Author: Fikre Gebrekidan Reda.
Series: Topics in Interdisciplinary African Studies Volume 372015
14 pp. Roman, 235 pp.
2 colour maps, 6 diagrams/figures, numerous tables and charts, appendices: transcripts of recordings, questionnaire
Text language(s): English
Format: 160 x 230 mm
The bulk of research on codeswitching confines its scope to two languages. In this study, however, three languages, Tigrinya, English and Amharic, are considered. While Tigrinya and Amharic – two Semitic languages spoken in Ethiopia – are genetically and typologically related, Tigrinya and English are distant languages both typologically and genetically. These contrasting and similar features of the languages being treated in the present study are believed to provide a point of departure for the study of codeswitching that may contribute to the further advancement of the study of bilingualism/multilingualism in general.

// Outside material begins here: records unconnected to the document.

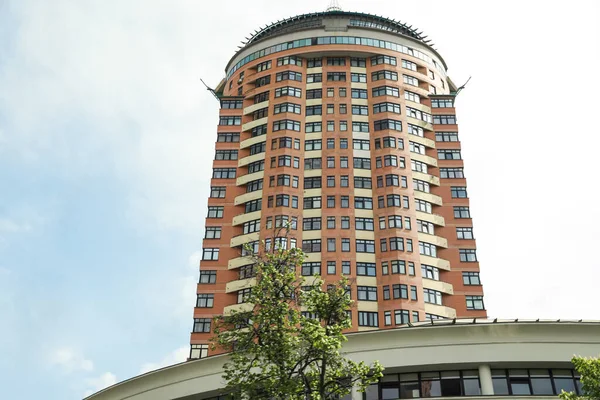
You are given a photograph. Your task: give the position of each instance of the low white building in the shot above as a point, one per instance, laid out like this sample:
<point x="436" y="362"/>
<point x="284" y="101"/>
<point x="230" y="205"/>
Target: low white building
<point x="450" y="359"/>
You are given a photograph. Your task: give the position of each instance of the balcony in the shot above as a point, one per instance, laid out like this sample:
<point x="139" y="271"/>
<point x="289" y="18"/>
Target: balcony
<point x="423" y="158"/>
<point x="243" y="218"/>
<point x="247" y="197"/>
<point x="250" y="159"/>
<point x="434" y="180"/>
<point x="433" y="239"/>
<point x="442" y="311"/>
<point x="435" y="262"/>
<point x="241" y="239"/>
<point x="242" y="180"/>
<point x="249" y="125"/>
<point x="257" y="106"/>
<point x="234" y="286"/>
<point x="433" y="218"/>
<point x="440" y="286"/>
<point x="432" y="198"/>
<point x="244" y="307"/>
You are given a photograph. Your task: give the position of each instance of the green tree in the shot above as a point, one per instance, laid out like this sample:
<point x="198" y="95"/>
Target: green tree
<point x="287" y="343"/>
<point x="589" y="369"/>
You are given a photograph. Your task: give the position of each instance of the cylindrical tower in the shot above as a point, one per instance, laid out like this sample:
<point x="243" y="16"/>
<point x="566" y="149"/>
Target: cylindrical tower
<point x="343" y="124"/>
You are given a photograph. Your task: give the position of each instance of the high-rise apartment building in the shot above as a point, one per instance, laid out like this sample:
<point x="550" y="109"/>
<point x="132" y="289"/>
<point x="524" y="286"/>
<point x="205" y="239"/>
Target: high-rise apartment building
<point x="343" y="125"/>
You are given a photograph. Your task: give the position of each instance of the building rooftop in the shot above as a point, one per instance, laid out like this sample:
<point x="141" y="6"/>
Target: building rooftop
<point x="314" y="20"/>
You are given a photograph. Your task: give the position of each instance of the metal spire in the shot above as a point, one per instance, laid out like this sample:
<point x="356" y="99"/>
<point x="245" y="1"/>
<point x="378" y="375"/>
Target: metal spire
<point x="334" y="5"/>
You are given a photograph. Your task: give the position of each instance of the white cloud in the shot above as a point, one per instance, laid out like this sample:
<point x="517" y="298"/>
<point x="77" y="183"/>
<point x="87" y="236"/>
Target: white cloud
<point x="101" y="382"/>
<point x="175" y="357"/>
<point x="70" y="360"/>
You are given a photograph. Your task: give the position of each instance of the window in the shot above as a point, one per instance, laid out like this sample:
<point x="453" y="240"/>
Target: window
<point x="444" y="119"/>
<point x="356" y="77"/>
<point x="258" y="148"/>
<point x="314" y="62"/>
<point x="205" y="300"/>
<point x="365" y="246"/>
<point x="471" y="279"/>
<point x="377" y="60"/>
<point x="474" y="302"/>
<point x="366" y="318"/>
<point x="259" y="98"/>
<point x="208" y="277"/>
<point x="423" y="206"/>
<point x="288" y="76"/>
<point x="291" y="60"/>
<point x="467" y="255"/>
<point x="312" y="203"/>
<point x="363" y="203"/>
<point x="451" y="173"/>
<point x="345" y="245"/>
<point x="364" y="224"/>
<point x="358" y="62"/>
<point x="311" y="127"/>
<point x="223" y="173"/>
<point x="253" y="186"/>
<point x="409" y="65"/>
<point x="427" y="249"/>
<point x="210" y="254"/>
<point x="432" y="296"/>
<point x="464" y="233"/>
<point x="286" y="124"/>
<point x="310" y="145"/>
<point x="446" y="137"/>
<point x="449" y="154"/>
<point x="312" y="182"/>
<point x="230" y="121"/>
<point x="288" y="91"/>
<point x="442" y="103"/>
<point x="410" y="80"/>
<point x="461" y="212"/>
<point x="253" y="205"/>
<point x="458" y="192"/>
<point x="358" y="93"/>
<point x="384" y="74"/>
<point x="430" y="272"/>
<point x="362" y="163"/>
<point x="251" y="226"/>
<point x="229" y="104"/>
<point x="411" y="96"/>
<point x="262" y="81"/>
<point x="202" y="325"/>
<point x="311" y="268"/>
<point x="386" y="91"/>
<point x="365" y="269"/>
<point x="217" y="192"/>
<point x="314" y="93"/>
<point x="360" y="110"/>
<point x="336" y="76"/>
<point x="314" y="110"/>
<point x="212" y="232"/>
<point x="387" y="124"/>
<point x="367" y="293"/>
<point x="228" y="137"/>
<point x="386" y="107"/>
<point x="287" y="107"/>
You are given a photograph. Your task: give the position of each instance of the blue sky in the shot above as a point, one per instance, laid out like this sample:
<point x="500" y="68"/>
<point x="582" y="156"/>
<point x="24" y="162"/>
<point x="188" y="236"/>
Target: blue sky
<point x="106" y="141"/>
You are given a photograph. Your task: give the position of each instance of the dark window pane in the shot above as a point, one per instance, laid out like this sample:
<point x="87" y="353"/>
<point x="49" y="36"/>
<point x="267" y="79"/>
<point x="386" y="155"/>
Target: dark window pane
<point x="472" y="387"/>
<point x="541" y="386"/>
<point x="564" y="383"/>
<point x="409" y="390"/>
<point x="500" y="386"/>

The study considers both grammatical/structural and sociolinguistic aspects in the analysis of the data collected. It primarily investigates the linguistic or structural aspect of insertional codeswitching involving Tigrinya, Amharic and English, i.e. it explores the grammatical structure of the new bilingual constituents when linguistic items switch or more specifically are inserted into the Tigrinya utterance from English and/or Amharic. Furthermore, the book deals with social aspects of codeswitching and explores the possible pragmatic and discursive functions of codeswitching by Tigrinya speakers from Tigrinya into English and/or Amharic.
Chapter 1: General Introduction ~~ Chapter 2: Review of Literature ~~ Chapter 3: Research Methods ~~ Chapter 4: Background to the Languages ~~ Chapter 5: Analysis and Discussion ~~ Chapter 6: Verb Codeswitching in Tigrinya ~~ English/Amharic ~~ Chapter 7: Analysis of Discursive Functions of Codeswitching and Discussion of the Questionnaire Results ~~ Chapter 8: Conclusion
Fikre Gebrekidan Reda has been lecturing at Mekele University, Tigray, Ethiopia for more than 20 years, teaching ELT (English language teaching), literature and linguistics. He did his BA degree in English at Asmara and Addis Ababa Universities, his MA degree at Addis Ababa University and his doctoral degree at the University of Oslo, Norway. His interests in linguistics include contact linguistics, particularly codeswitching, sociolinguistics and bi-/multilingualism.